Nous avons souligné le caractère problématique du recours à des unités non spécialisées. Dans nombre de cas, comme lors des deux manifestations de 2016, celle relative à la ZAD de Notre-Dame-des-Landes, près de Nantes, et celle contre la loi El Khomri, à Rennes, nous avons constaté que les décisions dommageables étaient souvent le fait de la police locale venue en renfort, notamment les brigades d'appui polyvalent (BAP). Le principe républicain des unités spécialisées dans le maintien de l'ordre doit être plus strictement garanti.

Nous avons aussi demandé qu'en cas d'utilisation d'unités non pécialisées, elles obéissent toutes à une norme commune ; c'est particulièrement vrai dans le ressort de la préfecture de police. À cet égard, le schéma représente une bonne avancée.

Concernant les observateurs, autrement dit la liberté de la presse, nous avons rendu une décision en 2018 à propos de journalistes. Les principes de cette décision doivent inspirer la règle pour les observateurs. Une circulaire du ministère de l'Intérieur du 23 décembre 2008 prévoit que le policier ne peut pas faire obstacle au recueil et à la diffusion des images.

Enfin, nous avons évoqué le contrôle de l'action des forces de sécurité. Nous l'avons placé sous le signe de la confiance en traitant, d'une part, l'identification des personnes de manière à ce que l'on ne puisse plus classer une affaire, comme on l'a trop souvent fait, au motif que l'on ne sait pas qui a utilisé l'arme et, d'autre part, en abordant la question du manque de traçabilité de l'usage des armes de force intermédiaire. Nous avons demandé le respect de l'obligation, qui existe dans la loi, de rendre compte à l'autorité hiérarchique. Le schéma national apporte des progrès sur ce point en réitérant son incitation à utiliser les caméras-piétons. Pour ce qui nous concerne, nous pensons que la dangerosité de ces armes est telle qu'il serait beaucoup plus prudent de les enlever de la dotation, comme l'a fait le ministre Cazeneuve pour les grenades offensives après l'affaire de Sivens.
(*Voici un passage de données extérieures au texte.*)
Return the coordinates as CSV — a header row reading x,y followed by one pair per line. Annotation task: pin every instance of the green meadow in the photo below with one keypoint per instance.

Le maintien de l'ordre consiste à permettre à des forces créées dans ce but par la République de disposer d'une « violence légitime et légale », c'est-à-dire de maîtriser l'ordre pour permettre de réaliser le droit fondamental de la liberté de manifester. C'est là que réside la difficulté. Le Défenseur des droits a essayé de poser les bornes du droit et de la déontologie dans le domaine de la sécurité. Aux responsables politiques, en particulier parlementaires, d'en tirer les conséquences qu'ils veulent. Mais l'épisode de fin 2018-2019 m'a beaucoup fait regretter que l'on n'ait pas pris en considération ces questions plus tôt, avant l'arrivée du nouveau gouvernement et la constitution de votre commission d'enquête.